# Gravlax and shiosake, what’s the diff?



## JustJoel (Apr 13, 2018)

I’ve been craving a Japanese breakfast lately. You know, with white rice and pickles, miso soup, maybe a soft-boiled egg. 

And fish. Usually salmon. Usually salted, and cured for a couple of days in the fridge wrapped in paper towels, and not pressed. The only other “seasoning” is a bit of sake brushed on the fillet’s flesh before salting.

I’m sure I needn’t explain gravlax, but it’s basically the same process as above, except the for the addition of other flavors like dill, addition of sugar to the brine, and the curing time. And gravlax can be (should be) eaten without cooking it, while shiosake is grilled, broiled or baked. (Shiosake means, believe it or not, “salt salmon.)

While I wouldn’t serve gravlax to people who who are having a barn raising, I also wouldn’t serve shiosake at a cotillion luncheon.

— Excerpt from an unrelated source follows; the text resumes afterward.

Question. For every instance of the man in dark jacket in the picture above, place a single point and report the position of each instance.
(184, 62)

So, I guess they are pretty different. I answered what was to be my own question! But indulge me, please, and share your thoughts.


----------



## CakePoet (Apr 13, 2018)

Oh  Nosehair, I forgot to post the recipe.. Shiosake, get dried out while gravlax gets cured.


----------



## JustJoel (Apr 13, 2018)

CakePoet said:


> Oh  Nosehair, I forgot to post the recipe.. Shiosake, get dried out while gravlax gets cured.


That makes sense. Both are methods of preservation, though, right?


----------



## CakePoet (Apr 13, 2018)

Yes it is. Just that it gets another texture.  I am trying to find the recipe, it on the old computer... yeah I got new one.


----------